Hey data science, web automation, web scraping, and data aggregation folks. Are you tired of needing to purchase proxy IP addresses that get blocked on your goal web asset within a couple of days at most? Do you not yet have your own solution for cycling IP addresses and/or user agents? Do you like super salesy pitches like this one and tend to buy things from QVC after being asked stupid rhetorical questions!?! Well then have I got great news for you!
All kidding aside, I've finally gotten around to uploading my proxy IP and user-agent cycling library Slither to PyPI! To check out the GitHub repo, go here, for the PyPI page, head here
Only python 3 is supported and no support for python 2 is planned. This is my small way of doing my part to encourage Python 3 use over Python 2. To install it in your next project in a Python-3-only environment:
pip install slitherlib
for a multi-distro environment:
pip3 install slitherlib
To actually use the library in your scraping projects:
from slitherlib.slither import Snake
from random import choice
import requests
s = Snake()
ip_address = choice(s.ips)
user-agent= choice(s.uas)
headers = {
"User-Agent": user-agents
}
r = requests.get('https://www.google.com',
proxies={'https': ip_address,
'http': ip_address},
headers=headers})
At this time, Slither pulls IP addresses and User-Agents from free sources around the web and dump them into two variables, ips
and uas
. We add new proxy ip:port sources as we can find them and verify, to the best of our ability, that they are not run by hackers looking to steal IP address information.
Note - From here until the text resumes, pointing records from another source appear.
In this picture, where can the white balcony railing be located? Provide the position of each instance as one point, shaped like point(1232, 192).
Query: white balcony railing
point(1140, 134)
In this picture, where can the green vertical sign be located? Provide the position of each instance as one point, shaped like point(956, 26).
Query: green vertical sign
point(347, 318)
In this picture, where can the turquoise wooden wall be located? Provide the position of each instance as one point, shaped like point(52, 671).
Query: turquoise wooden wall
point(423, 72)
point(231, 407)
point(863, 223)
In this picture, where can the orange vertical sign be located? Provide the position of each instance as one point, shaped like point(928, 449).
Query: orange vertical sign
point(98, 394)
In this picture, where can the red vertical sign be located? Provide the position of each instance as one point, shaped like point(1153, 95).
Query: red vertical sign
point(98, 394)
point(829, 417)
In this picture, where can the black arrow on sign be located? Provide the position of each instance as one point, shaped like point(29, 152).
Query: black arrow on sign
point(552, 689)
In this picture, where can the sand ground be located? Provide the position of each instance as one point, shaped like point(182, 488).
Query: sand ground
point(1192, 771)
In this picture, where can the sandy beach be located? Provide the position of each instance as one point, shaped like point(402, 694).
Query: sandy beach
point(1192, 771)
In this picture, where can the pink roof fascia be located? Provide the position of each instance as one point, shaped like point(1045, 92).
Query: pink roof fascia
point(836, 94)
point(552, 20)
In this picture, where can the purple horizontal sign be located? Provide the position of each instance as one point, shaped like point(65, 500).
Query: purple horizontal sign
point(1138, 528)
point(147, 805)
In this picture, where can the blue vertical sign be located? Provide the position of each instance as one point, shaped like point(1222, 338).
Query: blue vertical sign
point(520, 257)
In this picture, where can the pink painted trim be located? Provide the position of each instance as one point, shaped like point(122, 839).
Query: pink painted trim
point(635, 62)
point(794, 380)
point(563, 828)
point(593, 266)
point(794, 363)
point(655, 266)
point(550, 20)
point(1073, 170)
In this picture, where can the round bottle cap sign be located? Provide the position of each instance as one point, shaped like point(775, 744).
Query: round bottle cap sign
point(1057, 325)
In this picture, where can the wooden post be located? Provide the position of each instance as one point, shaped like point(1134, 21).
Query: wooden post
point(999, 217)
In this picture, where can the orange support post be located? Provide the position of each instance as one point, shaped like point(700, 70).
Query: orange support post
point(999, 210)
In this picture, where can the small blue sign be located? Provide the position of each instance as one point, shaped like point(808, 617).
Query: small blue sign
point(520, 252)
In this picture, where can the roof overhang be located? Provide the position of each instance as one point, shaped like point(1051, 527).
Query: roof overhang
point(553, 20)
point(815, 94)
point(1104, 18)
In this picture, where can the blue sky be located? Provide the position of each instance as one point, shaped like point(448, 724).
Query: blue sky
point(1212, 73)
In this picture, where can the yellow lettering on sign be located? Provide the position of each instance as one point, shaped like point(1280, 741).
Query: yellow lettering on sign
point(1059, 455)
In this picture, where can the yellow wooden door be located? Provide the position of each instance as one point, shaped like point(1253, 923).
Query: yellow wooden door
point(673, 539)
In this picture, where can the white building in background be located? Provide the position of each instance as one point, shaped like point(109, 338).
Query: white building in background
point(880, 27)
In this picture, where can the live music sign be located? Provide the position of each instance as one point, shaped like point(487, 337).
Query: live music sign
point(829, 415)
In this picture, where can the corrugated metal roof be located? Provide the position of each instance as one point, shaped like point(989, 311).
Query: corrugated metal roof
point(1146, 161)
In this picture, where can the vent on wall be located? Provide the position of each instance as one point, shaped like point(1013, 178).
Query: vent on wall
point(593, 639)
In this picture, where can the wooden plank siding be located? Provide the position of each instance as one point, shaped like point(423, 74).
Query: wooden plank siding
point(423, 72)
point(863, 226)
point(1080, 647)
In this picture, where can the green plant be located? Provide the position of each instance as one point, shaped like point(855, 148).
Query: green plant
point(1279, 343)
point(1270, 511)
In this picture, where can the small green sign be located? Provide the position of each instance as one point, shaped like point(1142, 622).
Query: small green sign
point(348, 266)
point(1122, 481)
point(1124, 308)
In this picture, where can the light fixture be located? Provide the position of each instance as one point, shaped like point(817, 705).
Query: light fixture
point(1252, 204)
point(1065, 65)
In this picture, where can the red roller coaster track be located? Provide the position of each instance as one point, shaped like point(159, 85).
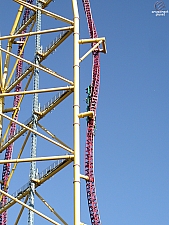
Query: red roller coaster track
point(9, 150)
point(89, 168)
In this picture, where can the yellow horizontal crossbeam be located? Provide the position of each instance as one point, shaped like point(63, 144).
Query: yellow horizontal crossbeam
point(36, 91)
point(39, 67)
point(48, 13)
point(95, 40)
point(86, 114)
point(35, 132)
point(36, 159)
point(37, 32)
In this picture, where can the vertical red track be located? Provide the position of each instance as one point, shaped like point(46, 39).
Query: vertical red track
point(89, 169)
point(9, 150)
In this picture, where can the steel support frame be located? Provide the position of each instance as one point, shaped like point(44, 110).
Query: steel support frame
point(76, 106)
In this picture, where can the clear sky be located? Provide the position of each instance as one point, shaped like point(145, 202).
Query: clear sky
point(131, 143)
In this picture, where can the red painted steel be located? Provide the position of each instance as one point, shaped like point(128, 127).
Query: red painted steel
point(9, 150)
point(95, 83)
As this project grows, we hope to build it into a full web-scraping suite that easily supports concurrency and multi-processing, ROBOTS.txt support, webdriver browser automation, dynamic mouse-moves, and other goodies that will keep the data-collection enthusiast collecting data more and fighting 403 and 404 codes less!
If you like it, please give us a star on GitHub! I welcome bug reports, feature requests, and any comments or concerns you have so that I can make this library the best it can be! And, as always, I LOVE to collaborate so feel free to open a PR if you have improvements or ideas!
Top comments (4)
Does this package work with Selenium firefox proxy authentication?
The framework returns proxy ip:port combinations as a list of strings. Yes, it can be used with selenium Firefox as the IP and User-Agents overrides/arguments accept a string argument.
Basically, treat the Snake() object as a curated list of IP and UA choices that can be used anywhere a string object is accepted as an IP and/or UA argument.
Were you running into a particular issue using Slither in your selenium Firefox project?
Beautiful, haven't used it as yet, but looking forward. I stumbled upon your Youtube video on Reddit.
Great content keep it up.
Thanks so much! I've got a few videos up and always love to hear when people enjoy my content!